A par disso, no âmbito do processo executivo, continuou a ser regra geral a ocorrência de despacho liminar, competindo ao juiz indeferir in limine, total ou parcialmente, o requerimento executivo nos casos previstos no artigo 811.º-A, que consignava o seguinte: 1. O juiz indefere liminarmente o requerimento executivo quando: a) – Seja manifesta a falta ou a insuficiência do título; b) – Ocorram excepções dilatórias, não supríveis, de conhecimento oficioso; c) – Fundando-se a execução em título negocial, seja manifesta, face aos elementos constantes dos autos, a inexistência de factos constitutivos ou a existência de factos impeditivos ou extintivos da obrigação exequenda que ao juiz seja lícito conhecer. 2. É admitido o indeferimento parcial, designadamente quanto à parte do pedido que exceder os limites constantes do título executivo.
Ademais, foi dada nova redacção ao artigo 820.º, no sentido de conferir claramente ao juiz poderes para, em momento ulterior até à realização da venda ou das outras diligências destinadas ao pagamento, conhecer das questões que tivessem escapado ao controlo liminar do requerimento executivo, nos termos do artigo 811.º-A.
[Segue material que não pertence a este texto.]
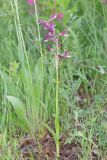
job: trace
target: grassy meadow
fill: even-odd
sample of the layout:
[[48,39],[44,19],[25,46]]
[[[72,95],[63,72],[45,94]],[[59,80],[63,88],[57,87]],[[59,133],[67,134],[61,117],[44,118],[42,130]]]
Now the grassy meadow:
[[0,0],[0,160],[107,160],[107,2],[30,2]]

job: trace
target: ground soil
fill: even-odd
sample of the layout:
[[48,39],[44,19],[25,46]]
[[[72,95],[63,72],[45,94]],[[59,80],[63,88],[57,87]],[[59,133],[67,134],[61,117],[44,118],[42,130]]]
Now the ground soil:
[[[34,139],[25,137],[20,143],[20,160],[55,160],[55,142],[49,133],[46,133],[37,145]],[[78,160],[79,145],[77,143],[65,144],[65,137],[60,139],[60,160]]]

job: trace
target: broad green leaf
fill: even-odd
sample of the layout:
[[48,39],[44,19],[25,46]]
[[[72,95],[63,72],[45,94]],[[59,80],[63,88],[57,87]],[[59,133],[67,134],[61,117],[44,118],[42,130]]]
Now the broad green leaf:
[[28,118],[26,116],[26,110],[23,102],[13,96],[7,96],[8,101],[12,104],[14,111],[18,117],[18,120],[20,122],[20,127],[24,128],[25,131],[30,131],[30,123],[28,121]]

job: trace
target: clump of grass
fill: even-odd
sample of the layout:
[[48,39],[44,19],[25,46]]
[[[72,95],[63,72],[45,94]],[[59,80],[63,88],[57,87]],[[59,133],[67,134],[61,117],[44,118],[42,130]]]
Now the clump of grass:
[[[60,54],[58,43],[53,46],[52,42],[53,47],[48,46],[50,51],[42,43],[44,33],[41,31],[40,35],[37,4],[42,19],[47,19],[53,10],[63,12],[64,19],[56,23],[56,32],[67,28],[69,38],[62,40],[62,50],[70,51],[70,59],[64,60],[69,55],[63,51]],[[80,159],[92,159],[93,154],[104,159],[106,5],[93,0],[63,0],[55,6],[50,1],[37,4],[34,1],[34,6],[28,6],[11,0],[0,5],[0,153],[4,159],[14,159],[18,144],[14,135],[27,133],[35,137],[36,133],[40,137],[45,124],[55,135],[57,155],[59,138],[67,132],[67,143],[78,141],[81,146]],[[45,5],[47,12],[41,9]],[[35,14],[29,16],[28,9],[35,10]],[[54,132],[46,124],[52,119]],[[9,147],[9,142],[13,147]]]

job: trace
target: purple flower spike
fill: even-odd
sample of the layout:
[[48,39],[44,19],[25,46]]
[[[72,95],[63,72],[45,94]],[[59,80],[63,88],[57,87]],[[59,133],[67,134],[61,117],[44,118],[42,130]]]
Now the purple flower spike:
[[57,19],[58,21],[62,20],[63,18],[64,18],[63,13],[60,12],[60,13],[57,14],[57,18],[56,18],[56,19]]
[[48,46],[47,46],[47,49],[48,49],[48,51],[50,51],[50,52],[54,51],[54,49],[51,48],[51,45],[48,45]]
[[55,13],[50,17],[50,20],[53,19],[57,19],[58,21],[62,20],[62,18],[64,18],[63,13],[59,12],[59,13]]
[[61,32],[59,35],[63,37],[68,37],[68,34],[66,31]]
[[56,18],[57,18],[57,14],[53,14],[50,18],[51,18],[52,20],[53,20],[53,19],[56,19]]
[[34,0],[27,0],[27,3],[28,3],[29,5],[34,5]]
[[65,59],[65,58],[70,58],[71,56],[69,56],[68,51],[65,51],[64,54],[57,54],[56,58],[58,59]]

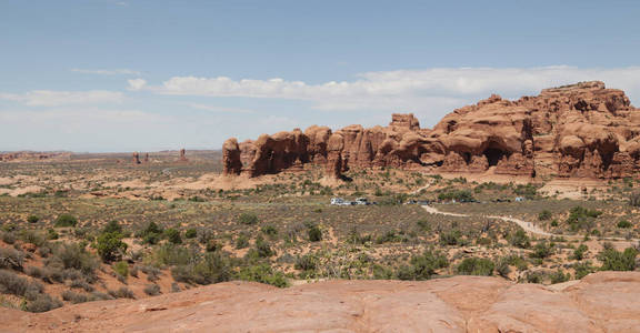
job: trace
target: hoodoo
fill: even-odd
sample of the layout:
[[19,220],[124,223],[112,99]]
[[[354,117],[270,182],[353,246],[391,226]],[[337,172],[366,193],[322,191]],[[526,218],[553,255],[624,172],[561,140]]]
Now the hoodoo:
[[432,130],[412,113],[388,127],[262,134],[223,145],[224,174],[279,173],[307,163],[340,178],[351,167],[612,179],[640,168],[640,112],[600,81],[544,89],[517,101],[491,95],[446,115]]

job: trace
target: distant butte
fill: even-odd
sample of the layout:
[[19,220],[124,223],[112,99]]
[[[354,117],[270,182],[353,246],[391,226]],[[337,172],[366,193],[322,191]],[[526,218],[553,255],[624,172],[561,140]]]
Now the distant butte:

Desse modo, o meio de impugnação do indeferimento liminar, total ou parcial, do requerimento executivo passou a estar sujeito ao regime especial do recurso de agravo estabelecido nos n.º 2 a 4 do artigo 234.ºA.
Com a Reforma da Acção Executiva operada pelo Dec.-Lei n.º 38/2003, de 8 de Março, foi introduzida a dispensa de despacho liminar nas execuções baseadas nas espécies de título e condições previstas no artigo 812.º-A, bem como a citação oficiosa pela secretaria nos casos previstos n.º 7 do artigo 812.º, ficando o despacho liminar confinado a situações resi-duais, nos termos do n.º 1 do artigo 812.º, em cujos n.º 2 e 3 se previa o indeferimento liminar, total ou parcial, do requerimento executivo, com os fundamentos anteriormente previstos no artigo 811.º, mantendo-se, nesses casos, a aplicação subsidiária do preceituado no artigo 234.º-A, n.º 2 a 4, quanto ao regime especial do recurso de agravo ali estabelecido.
Nessa conformidade, havendo indeferimento liminar total ou parcial do requerimento executivo, o exequente poderia impugná-lo mediante recurso de agravo, sempre admissível para a Relação, o qual subia imediatamente nos próprios autos com efeito suspensivo do processo (art. 740.º, n.º 1), sendo que, admitido o recurso, o executado seria citado tanto para os termos do recurso como para os da execução, observando-se depois o que de mais se encontra prescrito no n.º 4 do artigo 234.º-A, ou seja, que o prazo para o executado pagar ou deduzir oposição à execução, previsto no então n.º 6 do artigo 812.º se iniciava com a notificação em 1ª instância de que fora revogado o despacho de indeferimento liminar.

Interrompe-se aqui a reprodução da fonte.